If you want you can blame shape-shifting reptiles for this, you can blame Klaus Schwab, you can blame anyone you want, but the only thing I see is human arrogance, the Tower of Babel tale repeated on a global scale. It’s a technocratic attempt by halfwits to control nature and it’s blowing up in their faces. Instead of asking why things work the way they work, they just change things and look at whether they see the result they were hoping for.
Ask yourself: Do you think the people at Pfizer or Moderna ever asked themselves why the body deals differently with N1-Methylpseudouridine? They found their holy grail, in the form of an altered nucleotide that makes their mRNA technology work. But do you think they ever questioned their holy grail? Do you think they ever asked themselves why cells that previously refused to tolerate their attempts at hacking them now suddenly tolerated them? Of course not, they’re half-wits who found the result they were hoping for and they ran with it.

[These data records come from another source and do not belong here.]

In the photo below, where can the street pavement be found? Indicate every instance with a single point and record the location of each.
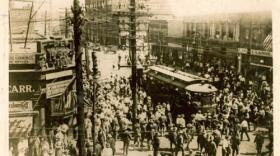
(106, 63)
(247, 148)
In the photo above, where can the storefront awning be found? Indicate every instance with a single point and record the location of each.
(261, 65)
(20, 126)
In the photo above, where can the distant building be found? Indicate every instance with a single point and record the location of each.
(41, 89)
(237, 39)
(19, 15)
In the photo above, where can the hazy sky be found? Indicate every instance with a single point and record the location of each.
(181, 7)
(199, 7)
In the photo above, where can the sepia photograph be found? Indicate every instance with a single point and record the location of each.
(140, 78)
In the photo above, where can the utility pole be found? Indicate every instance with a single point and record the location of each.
(10, 32)
(250, 46)
(77, 21)
(132, 47)
(66, 24)
(45, 30)
(93, 97)
(28, 24)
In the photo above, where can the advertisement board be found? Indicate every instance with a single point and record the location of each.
(261, 53)
(20, 106)
(20, 125)
(23, 90)
(22, 58)
(59, 74)
(56, 88)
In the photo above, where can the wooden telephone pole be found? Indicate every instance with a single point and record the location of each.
(77, 21)
(132, 48)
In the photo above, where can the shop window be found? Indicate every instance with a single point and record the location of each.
(247, 34)
(255, 34)
(224, 30)
(217, 31)
(230, 31)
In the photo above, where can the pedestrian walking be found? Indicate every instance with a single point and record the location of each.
(212, 147)
(156, 144)
(179, 144)
(112, 142)
(200, 141)
(45, 147)
(244, 129)
(107, 151)
(259, 140)
(226, 146)
(126, 140)
(235, 143)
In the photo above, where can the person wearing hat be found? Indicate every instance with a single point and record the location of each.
(226, 150)
(137, 136)
(244, 129)
(126, 140)
(235, 143)
(259, 140)
(112, 142)
(179, 146)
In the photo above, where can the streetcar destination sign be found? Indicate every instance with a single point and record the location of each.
(56, 88)
(20, 106)
(21, 58)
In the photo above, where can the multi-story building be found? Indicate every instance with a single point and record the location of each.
(109, 21)
(41, 88)
(240, 39)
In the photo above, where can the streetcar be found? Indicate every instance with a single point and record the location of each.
(186, 93)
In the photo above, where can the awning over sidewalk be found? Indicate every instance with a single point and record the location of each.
(20, 126)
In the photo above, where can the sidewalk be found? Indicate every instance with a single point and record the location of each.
(246, 148)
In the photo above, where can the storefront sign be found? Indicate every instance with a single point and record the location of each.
(261, 53)
(242, 50)
(21, 89)
(20, 125)
(55, 89)
(21, 58)
(20, 106)
(58, 74)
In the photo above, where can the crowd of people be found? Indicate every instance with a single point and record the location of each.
(242, 106)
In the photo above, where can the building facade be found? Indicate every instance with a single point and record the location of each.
(239, 40)
(109, 21)
(41, 89)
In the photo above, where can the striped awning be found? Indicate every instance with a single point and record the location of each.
(267, 43)
(20, 126)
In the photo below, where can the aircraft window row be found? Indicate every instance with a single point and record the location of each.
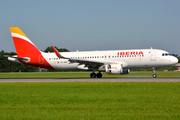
(108, 56)
(91, 57)
(167, 54)
(102, 57)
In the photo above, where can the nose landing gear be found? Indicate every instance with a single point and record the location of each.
(94, 75)
(154, 75)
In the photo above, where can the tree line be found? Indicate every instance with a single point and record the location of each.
(8, 66)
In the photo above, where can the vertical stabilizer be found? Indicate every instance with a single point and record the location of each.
(22, 43)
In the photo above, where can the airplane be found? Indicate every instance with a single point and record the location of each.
(109, 61)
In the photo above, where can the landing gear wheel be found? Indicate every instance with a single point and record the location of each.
(99, 75)
(154, 75)
(93, 75)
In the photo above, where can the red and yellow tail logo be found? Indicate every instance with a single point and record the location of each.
(22, 43)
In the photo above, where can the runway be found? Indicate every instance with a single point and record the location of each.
(136, 79)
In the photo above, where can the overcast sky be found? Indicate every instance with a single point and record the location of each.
(93, 24)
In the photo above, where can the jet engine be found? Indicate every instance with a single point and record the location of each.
(115, 69)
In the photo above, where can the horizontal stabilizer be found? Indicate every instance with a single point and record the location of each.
(56, 52)
(25, 59)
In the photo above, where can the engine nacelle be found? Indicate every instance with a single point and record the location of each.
(115, 69)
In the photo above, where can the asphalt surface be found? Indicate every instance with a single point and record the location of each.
(129, 79)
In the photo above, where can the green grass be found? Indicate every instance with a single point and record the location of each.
(82, 75)
(83, 100)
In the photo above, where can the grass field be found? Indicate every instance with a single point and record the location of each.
(82, 75)
(95, 100)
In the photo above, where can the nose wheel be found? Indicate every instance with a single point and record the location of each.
(154, 75)
(94, 75)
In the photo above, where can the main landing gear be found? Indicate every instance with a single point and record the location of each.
(154, 75)
(94, 75)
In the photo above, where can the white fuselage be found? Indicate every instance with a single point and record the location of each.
(128, 58)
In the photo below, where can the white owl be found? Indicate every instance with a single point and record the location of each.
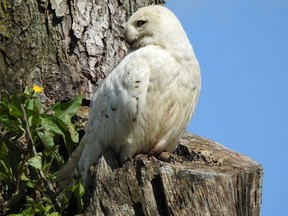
(146, 102)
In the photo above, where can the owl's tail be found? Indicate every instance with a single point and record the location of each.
(67, 173)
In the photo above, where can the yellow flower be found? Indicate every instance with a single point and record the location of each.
(37, 89)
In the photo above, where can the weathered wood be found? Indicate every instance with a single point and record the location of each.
(203, 178)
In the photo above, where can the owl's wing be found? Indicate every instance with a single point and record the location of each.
(114, 107)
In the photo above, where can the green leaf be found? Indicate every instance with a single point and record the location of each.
(48, 122)
(79, 192)
(65, 111)
(35, 162)
(47, 138)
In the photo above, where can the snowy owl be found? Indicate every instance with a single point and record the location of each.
(144, 104)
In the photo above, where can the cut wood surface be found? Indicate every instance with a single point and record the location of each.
(202, 177)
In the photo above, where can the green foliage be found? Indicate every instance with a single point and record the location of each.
(31, 154)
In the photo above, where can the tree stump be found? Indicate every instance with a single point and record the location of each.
(201, 178)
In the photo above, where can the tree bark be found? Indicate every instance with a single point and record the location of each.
(66, 46)
(203, 178)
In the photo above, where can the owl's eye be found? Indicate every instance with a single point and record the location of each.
(141, 22)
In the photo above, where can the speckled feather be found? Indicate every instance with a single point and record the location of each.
(146, 102)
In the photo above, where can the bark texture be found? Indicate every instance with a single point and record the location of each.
(202, 178)
(67, 46)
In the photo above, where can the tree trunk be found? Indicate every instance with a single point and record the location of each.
(203, 178)
(68, 47)
(65, 46)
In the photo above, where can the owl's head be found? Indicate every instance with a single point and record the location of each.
(154, 25)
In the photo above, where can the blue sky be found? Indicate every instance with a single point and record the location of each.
(242, 47)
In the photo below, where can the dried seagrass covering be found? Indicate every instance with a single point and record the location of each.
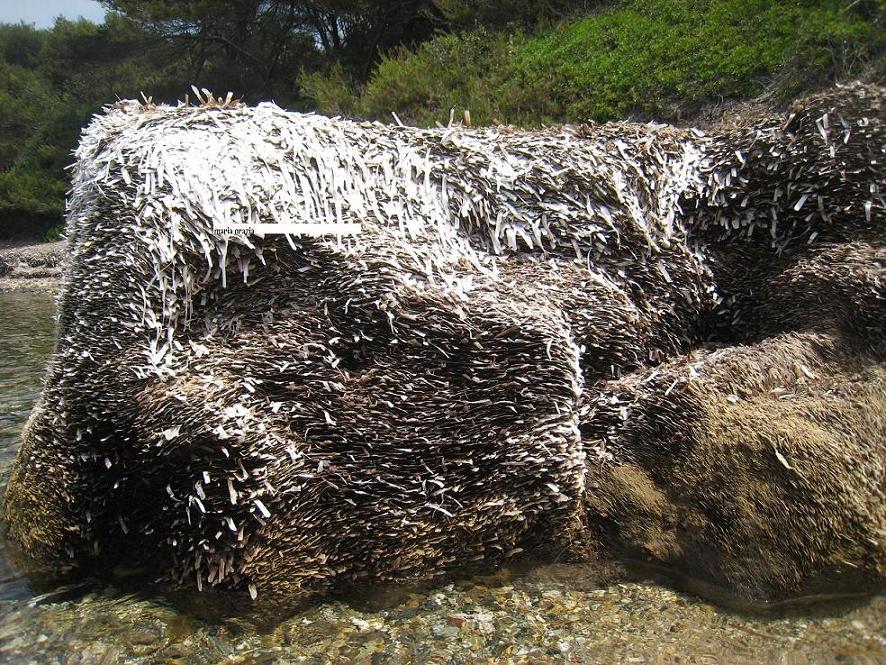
(286, 412)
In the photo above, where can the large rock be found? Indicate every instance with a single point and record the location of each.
(626, 338)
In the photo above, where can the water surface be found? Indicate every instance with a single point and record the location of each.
(524, 613)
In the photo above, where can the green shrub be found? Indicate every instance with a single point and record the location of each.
(644, 58)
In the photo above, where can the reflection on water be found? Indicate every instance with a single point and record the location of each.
(550, 613)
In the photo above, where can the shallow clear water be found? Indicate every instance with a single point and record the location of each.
(525, 613)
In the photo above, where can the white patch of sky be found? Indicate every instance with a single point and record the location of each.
(42, 13)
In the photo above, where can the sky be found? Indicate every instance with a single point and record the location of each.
(42, 13)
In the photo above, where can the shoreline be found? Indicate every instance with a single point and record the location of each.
(31, 265)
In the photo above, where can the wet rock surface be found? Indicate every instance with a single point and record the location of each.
(552, 614)
(31, 266)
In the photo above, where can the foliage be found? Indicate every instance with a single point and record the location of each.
(645, 58)
(51, 82)
(515, 61)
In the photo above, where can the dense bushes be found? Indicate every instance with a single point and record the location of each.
(646, 58)
(51, 82)
(508, 61)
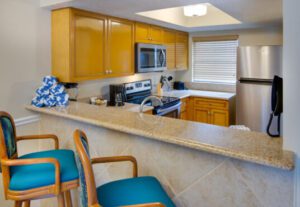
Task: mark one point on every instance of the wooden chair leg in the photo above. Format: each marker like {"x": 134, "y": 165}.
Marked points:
{"x": 18, "y": 203}
{"x": 27, "y": 203}
{"x": 61, "y": 200}
{"x": 68, "y": 199}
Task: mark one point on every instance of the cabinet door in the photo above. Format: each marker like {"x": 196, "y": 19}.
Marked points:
{"x": 156, "y": 35}
{"x": 181, "y": 50}
{"x": 142, "y": 33}
{"x": 183, "y": 115}
{"x": 120, "y": 47}
{"x": 202, "y": 115}
{"x": 169, "y": 42}
{"x": 90, "y": 35}
{"x": 219, "y": 117}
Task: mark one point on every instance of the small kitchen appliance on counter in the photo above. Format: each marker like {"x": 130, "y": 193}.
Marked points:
{"x": 178, "y": 85}
{"x": 117, "y": 95}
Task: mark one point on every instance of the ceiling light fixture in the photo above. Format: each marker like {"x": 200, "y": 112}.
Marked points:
{"x": 195, "y": 10}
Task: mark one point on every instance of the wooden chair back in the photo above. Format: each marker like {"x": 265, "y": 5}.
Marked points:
{"x": 8, "y": 144}
{"x": 88, "y": 193}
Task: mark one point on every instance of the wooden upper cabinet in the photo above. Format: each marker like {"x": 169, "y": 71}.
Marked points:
{"x": 90, "y": 35}
{"x": 170, "y": 43}
{"x": 156, "y": 34}
{"x": 121, "y": 47}
{"x": 142, "y": 33}
{"x": 181, "y": 50}
{"x": 87, "y": 45}
{"x": 146, "y": 33}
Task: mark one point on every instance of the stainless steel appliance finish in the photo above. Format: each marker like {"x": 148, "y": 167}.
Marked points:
{"x": 256, "y": 67}
{"x": 139, "y": 91}
{"x": 150, "y": 58}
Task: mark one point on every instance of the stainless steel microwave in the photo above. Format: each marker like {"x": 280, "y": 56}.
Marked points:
{"x": 150, "y": 58}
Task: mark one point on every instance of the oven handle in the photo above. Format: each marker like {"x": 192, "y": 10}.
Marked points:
{"x": 169, "y": 109}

Elderly people in nursing homes have been dying from coronaviruses for generations, we have known this for decades. Why did we never develop vaccines against these viruses? For the same reason we never developed effective vaccines against respiratory syncytial virus for children. Some respiratory viruses are difficult to develop effective vaccines against. The fact that there’s a sudden outbreak of a novel coronavirus doesn’t suddenly make the process easier, it mainly makes us less critical about potential flaws and risks involved.
And now you can see the consequences of that.